Surono (born 8 July 1955), who is often called Mbah Rono (Javanese for Grandfather Rono), is an Indonesian geophysicist and volcanologist. He was the Head of the Indonesian Center of Volcanology and Geological Hazard Mitigation ("Pusat Vulkanologi dan Mitigasi Bencana Geologi"). Currently, he is the Head of the Indonesian Geological Agency of the Ministry of Energy and Mineral Resources.

After graduating from the Bandung Institute of Technology in 1982 with a bachelor's degree in physics, he studied at Grenoble University in France. He graduated from the University of Savoy, Chambéry in 1993 with a doctorate degree in geophysics.
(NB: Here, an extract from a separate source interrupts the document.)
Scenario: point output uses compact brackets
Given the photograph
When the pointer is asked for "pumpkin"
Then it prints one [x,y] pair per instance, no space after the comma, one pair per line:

He became the Head of Physical Volcanology at the Volcano Analysis Division Volcanological Survey in Indonesia in 1993. In 2001 he became the head of the Geological Hazard Mitigation Division Volcanology and Geological Hazard Mitigation. In 2006, he was appointed as the Head of the PVMBG, and in 2014 he became the Head of the Indonesian Geological Agency.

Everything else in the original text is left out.